Nasza Loteria SR - pasek na kartach artykułów

Wisła Kraków. Piotr Leśkiewicz: Oddałem się do dyspozycji Socios

Bartosz Karcz
Bartosz Karcz
Andrzej Banaś
- Działalność w SKWK zakończyłem w 2016 roku. Miałem swoje życie prywatne, zawodowe i na tym się koncentrowałem - mówi Piotr Leśkiewicz, który został ostatnio prezesem Stowarzyszenia Socios Wisła Kraków, co wzbudziło kontrowersje w związku jego wcześniejszą działalnością w Stowarzyszeniu Kibiców Wisły Kraków.

- Zdaje pan sobie zapewne sprawę, że pański wybór na prezesa Stowarzyszenia Socios Wisła Kraków wywołał kontrowersje, związane ze wcześniejszą działalnością w Stowarzyszeniu Kibiców Wisły Kraków?
- Nigdy nie robiłem tajemnicy z tego, że byłem wcześniej członkiem SKWK i szczerze mówiąc dziwię się, że nagle teraz ktoś stawia mi z tego powodu zarzut. Udzielałem się w tym Stowarzyszeniu głównie w akcjach charytatywnych. Wszystkie wyszczególniłem w mailu, jaki przesłałem do członków Stowarzyszenia Socios w niedzielę wieczorem. Mogę wspomnieć choćby o akcji dla Dawidka chorego na białaczkę, gdy zebraliśmy kilkadziesiąt tysięcy złotych. Sam jeździłem do Prokocimia na oddział onkologii. Nie wypieram się również znajomości z niektórymi ludźmi, z czego również czyni się mi dzisiaj zarzut. Z Łukaszem Kwaśniewskim znam się od kilkunastu lat. Gdy się poznaliśmy, nie był we władzach TS Wisła i też zajmował się głównie akcjami charytatywnymi. Z Damianem Dukatem też się poznałem wiele lat temu i trudno, żebym wtedy wiedział, że jego droga tak się później potoczy, jak się potoczyła. Z nim praktycznie zerowy kontakt mam od momentu, gdy został wiceprezesem piłkarskiej spółki. Zresztą Damian ograniczył wtedy kontakty z wieloma osobami. Zawsze miałem też jasne stanowisko w jednej kwestii - dla mnie nikt kto kiedykolwiek okradał Wisłę, nie będzie miał mojego uznania, szacunku. Z takimi osobami nie chcę mieć nic wspólnego.

- Pańska znajomość z Damianem Dukatem była jednak chyba dość dobra, skoro w internecie pojawiła się również wasza konwersacja z Facebooka.
- To jest nasza rozmowa sprzed czterech lat.
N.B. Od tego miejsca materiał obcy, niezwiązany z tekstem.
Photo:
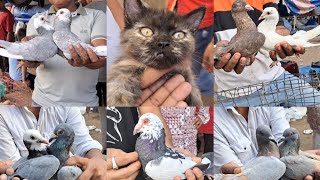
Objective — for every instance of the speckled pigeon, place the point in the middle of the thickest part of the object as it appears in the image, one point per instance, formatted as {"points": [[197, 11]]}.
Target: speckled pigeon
{"points": [[266, 166], [39, 48], [248, 40], [298, 166], [63, 36], [60, 144], [37, 165], [158, 161], [270, 18]]}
Dotyczy ona wycieczki do Egiptu. Miała na nią jechać moja mama, ale z powodu poważnej choroby mojej babci, musiała zrezygnować z wyjazdu. Wrzuciłem wtedy na Facebooka, że odsprzedam wycieczkę za pół darmo. I to cała tajemnica mojej rozmowa z Damianem. To było cztery lata temu i skąd miałem wtedy wiedzieć, co Damian później zrobi. W tamtych czasach był po prostu moim znajomym z SKWK.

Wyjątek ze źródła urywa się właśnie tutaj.